A Series of Statistically Probable Events

Jorn W.T. Peters

About Me

Ardness, 2020 wfh, 2021

Welcome to the personal website of Jorn Peters. Presently, I am a Data Scientist at Xomnia in Amsterdam. Before that I was a PhD Student with Max Welling at AMLab at the Unversity of Amsterdam—where I also obtained my MSc in Artificial Intelligence. Through these positions I have developed an interest in the tooling (i.e., libraries and frameworks) that help machine learning researchers and practitioners, such as myself, to be productive.

I consider myself a team player; I thrive when I am able to bounce ideas off other people and I enjoy being part of a joint creative and stategic process. Moreover, I take pleasure in supporting and enabling the people around me, especially if this is achieved through the software I write. My research interests include: generative modeling, deep learning (e.g., probabilistic and information theoretic DL), and frameworks/libraries that support machine learning research and applications. In terms of applied machine learning I am particularly interested in fields such as: health, medicine, and environmental sciences.

Tubus

Currently I am working on a library to support reproducible machine learning experiments called Tubus (to be released soon). The main goals of Tubus are:

  1. Modularity: Tubus should help the user write modular and reusable code while at the same time make it easy to combine modules into larger experiments.
  2. Time travel: it should always be possible to go back to (or compare) the exact state of an old experiment and rerun it—even if the code was not properly checked into version control.
  3. Opt in: Tubus is designed as a library and not a framework. That is, Tubus will not force a particular way of working on its users, but instead provides tools to ease the explorative machine learning experience.
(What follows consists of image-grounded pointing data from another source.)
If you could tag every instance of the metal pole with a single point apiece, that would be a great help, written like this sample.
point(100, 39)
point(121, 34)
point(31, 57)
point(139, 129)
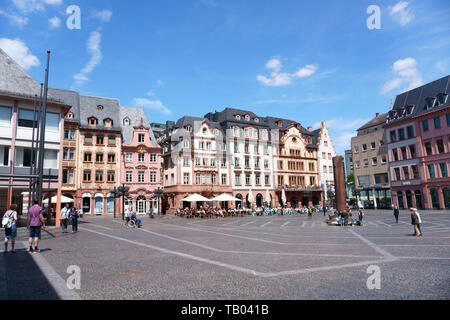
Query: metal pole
point(115, 197)
point(42, 137)
point(123, 202)
point(32, 152)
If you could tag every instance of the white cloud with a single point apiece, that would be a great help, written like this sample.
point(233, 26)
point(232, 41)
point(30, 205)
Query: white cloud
point(401, 13)
point(54, 23)
point(406, 74)
point(307, 71)
point(35, 5)
point(392, 84)
point(104, 15)
point(94, 50)
point(342, 130)
point(278, 79)
point(154, 105)
point(20, 21)
point(274, 64)
point(18, 50)
point(441, 65)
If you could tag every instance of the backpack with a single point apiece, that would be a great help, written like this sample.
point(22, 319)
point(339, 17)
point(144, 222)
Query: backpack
point(8, 220)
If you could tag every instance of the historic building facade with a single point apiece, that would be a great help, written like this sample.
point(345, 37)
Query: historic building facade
point(99, 153)
point(195, 160)
point(70, 156)
point(140, 160)
point(296, 171)
point(251, 153)
point(419, 147)
point(325, 153)
point(371, 166)
point(17, 120)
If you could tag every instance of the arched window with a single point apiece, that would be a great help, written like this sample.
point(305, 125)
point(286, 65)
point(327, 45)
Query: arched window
point(108, 123)
point(141, 205)
point(93, 121)
point(98, 204)
point(239, 203)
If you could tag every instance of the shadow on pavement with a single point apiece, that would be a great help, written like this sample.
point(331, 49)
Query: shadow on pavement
point(25, 280)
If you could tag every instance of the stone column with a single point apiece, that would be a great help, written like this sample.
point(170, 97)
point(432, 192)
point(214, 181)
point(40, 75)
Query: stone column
point(339, 178)
point(441, 198)
point(375, 198)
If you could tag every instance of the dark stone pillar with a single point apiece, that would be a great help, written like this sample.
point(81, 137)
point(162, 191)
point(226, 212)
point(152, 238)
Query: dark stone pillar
point(339, 180)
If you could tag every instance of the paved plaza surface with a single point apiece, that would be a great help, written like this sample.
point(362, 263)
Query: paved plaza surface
point(291, 257)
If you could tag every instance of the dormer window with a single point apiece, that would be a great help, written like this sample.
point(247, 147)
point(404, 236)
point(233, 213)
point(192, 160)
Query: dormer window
point(409, 109)
point(441, 99)
point(429, 102)
point(93, 122)
point(108, 123)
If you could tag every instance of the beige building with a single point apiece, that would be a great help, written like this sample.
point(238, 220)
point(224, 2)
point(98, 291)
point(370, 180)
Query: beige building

I am working hard to release a first (open source) version of Tubus in Q2 of 2021.

Papers

Peters Self Normalizing Flows. T Keller, J. Peters, P. Jaini, E. Hoogeboom, P. Forré, M. Welling. ICML 2021.

Integer Discrete Flows and Lossless Compression. Emiel Hoogeboom, Jorn W.T. Peters, Rianne van den Berg, Max Welling. NeurIPS 2019.

Probabilistic Binary Neural Networks. Jorn W.T. Peters, Tim Genewein, Max Welling. arXiv 2018.

HexaConv. Emiel Hoogeboom, Jorn W.T. Peters, Taco S. Cohen, Max Welling. ICLR 2018.